It Was Night
In The Streets, And The Lamps Were Sparkling Everywhere;
The Broad Bases And Shoulders Of The Mountains
Were in
a deep gloom, but their summits swam in a strange rich
glow which was really daylight, and yet
Had a mellow
something about it which was very different from the hard
white glare of the kind of daylight I was used to.
Its radiance was strong and clear, but at the same time
it was singularly soft, and spiritual, and benignant.
No, it was not our harsh, aggressive, realistic daylight;
it seemed properer to an enchanted land - or to heaven.
I had seen moonlight and daylight together before, but I
had not seen daylight and black night elbow to elbow before.
At least I had not seen the daylight resting upon an object
sufficiently close at hand, before, to make the contrast
startling and at war with nature.
The daylight passed away. Presently the moon rose up
behind some of those sky-piercing fingers or pinnacles
of bare rock of which I have spoken - they were a little
to the left of the crest of Mont Blanc, and right over
our heads - but she couldn't manage to climb high
enough toward heaven to get entirely above them.

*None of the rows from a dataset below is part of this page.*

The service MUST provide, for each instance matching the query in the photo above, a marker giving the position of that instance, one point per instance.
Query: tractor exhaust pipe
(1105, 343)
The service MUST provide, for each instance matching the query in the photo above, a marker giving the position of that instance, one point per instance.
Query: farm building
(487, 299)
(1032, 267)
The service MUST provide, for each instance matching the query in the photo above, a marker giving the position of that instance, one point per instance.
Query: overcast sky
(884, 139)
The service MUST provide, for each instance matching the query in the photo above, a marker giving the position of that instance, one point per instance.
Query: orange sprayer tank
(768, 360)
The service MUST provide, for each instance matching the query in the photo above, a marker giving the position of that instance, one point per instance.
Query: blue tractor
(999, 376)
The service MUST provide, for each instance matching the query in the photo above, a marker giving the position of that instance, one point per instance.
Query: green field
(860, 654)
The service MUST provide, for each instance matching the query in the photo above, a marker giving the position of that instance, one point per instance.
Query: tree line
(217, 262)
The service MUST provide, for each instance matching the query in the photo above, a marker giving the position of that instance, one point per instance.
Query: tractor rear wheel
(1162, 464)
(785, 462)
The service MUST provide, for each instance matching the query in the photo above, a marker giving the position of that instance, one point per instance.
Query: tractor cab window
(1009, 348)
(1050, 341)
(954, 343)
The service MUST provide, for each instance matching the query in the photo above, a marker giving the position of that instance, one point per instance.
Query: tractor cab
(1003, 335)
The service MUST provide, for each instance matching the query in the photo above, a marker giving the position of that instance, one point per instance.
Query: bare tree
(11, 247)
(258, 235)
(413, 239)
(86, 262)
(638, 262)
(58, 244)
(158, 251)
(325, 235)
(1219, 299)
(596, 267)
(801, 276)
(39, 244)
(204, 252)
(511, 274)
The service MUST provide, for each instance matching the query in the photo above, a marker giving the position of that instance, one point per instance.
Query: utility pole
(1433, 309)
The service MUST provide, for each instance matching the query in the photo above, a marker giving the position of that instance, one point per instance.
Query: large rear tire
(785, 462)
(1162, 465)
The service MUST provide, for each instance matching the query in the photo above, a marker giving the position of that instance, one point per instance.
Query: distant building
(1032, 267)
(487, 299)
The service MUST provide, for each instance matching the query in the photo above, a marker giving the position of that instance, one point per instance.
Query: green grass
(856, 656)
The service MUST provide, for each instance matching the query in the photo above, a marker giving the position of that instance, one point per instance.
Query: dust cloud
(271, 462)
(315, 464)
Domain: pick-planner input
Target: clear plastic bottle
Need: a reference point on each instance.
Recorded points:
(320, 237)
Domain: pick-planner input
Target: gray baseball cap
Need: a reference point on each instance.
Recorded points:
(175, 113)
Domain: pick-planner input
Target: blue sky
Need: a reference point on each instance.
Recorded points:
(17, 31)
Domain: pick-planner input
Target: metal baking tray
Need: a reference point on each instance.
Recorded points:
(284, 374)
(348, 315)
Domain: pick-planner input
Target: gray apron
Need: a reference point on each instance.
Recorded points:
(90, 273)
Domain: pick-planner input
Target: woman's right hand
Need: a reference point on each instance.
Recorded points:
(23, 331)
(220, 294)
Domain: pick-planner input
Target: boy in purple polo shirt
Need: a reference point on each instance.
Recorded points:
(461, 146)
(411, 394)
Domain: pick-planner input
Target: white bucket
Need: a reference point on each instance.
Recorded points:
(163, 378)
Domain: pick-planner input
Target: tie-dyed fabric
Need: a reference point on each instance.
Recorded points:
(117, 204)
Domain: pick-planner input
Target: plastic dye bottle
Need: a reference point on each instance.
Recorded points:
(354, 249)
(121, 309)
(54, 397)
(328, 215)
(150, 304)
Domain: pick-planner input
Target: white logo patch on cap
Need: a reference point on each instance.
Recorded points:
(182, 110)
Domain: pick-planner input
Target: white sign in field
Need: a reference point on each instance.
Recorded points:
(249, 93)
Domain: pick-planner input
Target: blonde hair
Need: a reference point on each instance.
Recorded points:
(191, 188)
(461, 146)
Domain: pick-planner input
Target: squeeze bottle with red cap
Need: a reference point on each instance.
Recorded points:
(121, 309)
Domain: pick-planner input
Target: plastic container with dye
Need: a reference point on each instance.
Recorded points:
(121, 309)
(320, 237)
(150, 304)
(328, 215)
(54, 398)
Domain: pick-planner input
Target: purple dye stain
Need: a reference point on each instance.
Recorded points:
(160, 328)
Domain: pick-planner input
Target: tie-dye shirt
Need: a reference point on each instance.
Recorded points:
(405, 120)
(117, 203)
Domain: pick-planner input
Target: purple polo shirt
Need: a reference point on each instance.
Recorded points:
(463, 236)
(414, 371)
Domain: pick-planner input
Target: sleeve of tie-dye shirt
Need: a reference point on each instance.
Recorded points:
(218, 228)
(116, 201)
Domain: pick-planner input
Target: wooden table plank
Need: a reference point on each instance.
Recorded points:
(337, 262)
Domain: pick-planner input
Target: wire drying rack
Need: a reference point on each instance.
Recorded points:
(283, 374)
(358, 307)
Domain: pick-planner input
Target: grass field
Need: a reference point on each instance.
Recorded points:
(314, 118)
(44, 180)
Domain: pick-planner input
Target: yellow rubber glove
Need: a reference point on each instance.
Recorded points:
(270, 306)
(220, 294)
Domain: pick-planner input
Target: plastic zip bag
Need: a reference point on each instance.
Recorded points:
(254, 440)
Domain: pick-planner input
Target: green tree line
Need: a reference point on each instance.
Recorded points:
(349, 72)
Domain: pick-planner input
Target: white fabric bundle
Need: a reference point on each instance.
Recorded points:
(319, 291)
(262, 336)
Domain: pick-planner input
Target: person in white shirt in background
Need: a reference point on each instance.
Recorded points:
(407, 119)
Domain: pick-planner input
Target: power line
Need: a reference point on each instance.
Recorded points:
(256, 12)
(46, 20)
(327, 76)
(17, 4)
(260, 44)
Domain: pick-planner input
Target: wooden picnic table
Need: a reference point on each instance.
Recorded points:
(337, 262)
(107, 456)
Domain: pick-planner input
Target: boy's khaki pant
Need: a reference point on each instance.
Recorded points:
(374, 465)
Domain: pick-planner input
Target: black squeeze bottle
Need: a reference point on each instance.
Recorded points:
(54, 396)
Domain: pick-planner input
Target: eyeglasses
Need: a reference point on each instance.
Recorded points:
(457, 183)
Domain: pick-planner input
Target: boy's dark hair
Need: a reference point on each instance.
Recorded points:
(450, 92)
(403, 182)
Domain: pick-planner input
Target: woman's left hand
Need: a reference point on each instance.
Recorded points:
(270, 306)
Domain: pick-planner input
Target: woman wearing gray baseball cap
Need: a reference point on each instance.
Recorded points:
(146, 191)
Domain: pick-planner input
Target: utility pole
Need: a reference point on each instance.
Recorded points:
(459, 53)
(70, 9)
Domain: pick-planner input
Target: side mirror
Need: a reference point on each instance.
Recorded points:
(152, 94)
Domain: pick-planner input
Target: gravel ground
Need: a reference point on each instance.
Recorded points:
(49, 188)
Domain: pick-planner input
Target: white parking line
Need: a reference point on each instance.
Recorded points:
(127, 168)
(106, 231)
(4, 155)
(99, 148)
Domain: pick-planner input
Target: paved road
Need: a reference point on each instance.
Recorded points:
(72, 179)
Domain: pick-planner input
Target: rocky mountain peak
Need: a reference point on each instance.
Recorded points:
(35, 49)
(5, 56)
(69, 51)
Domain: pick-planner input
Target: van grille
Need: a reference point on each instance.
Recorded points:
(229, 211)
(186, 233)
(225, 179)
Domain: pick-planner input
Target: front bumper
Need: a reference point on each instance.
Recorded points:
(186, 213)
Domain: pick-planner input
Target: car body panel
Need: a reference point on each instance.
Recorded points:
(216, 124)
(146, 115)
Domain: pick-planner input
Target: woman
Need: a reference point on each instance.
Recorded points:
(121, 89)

She would show the glittering arch of her upper third,
occasionally, and scrape it along behind the comblike row;
sometimes a pinnacle stood straight up, like a statuette
of ebony, against that glittering white shield, then seemed
to glide out of it by its own volition and power,
and become a dim specter, while the next pinnacle glided
into its place and blotted the spotless disk with the black
exclamation-point of its presence.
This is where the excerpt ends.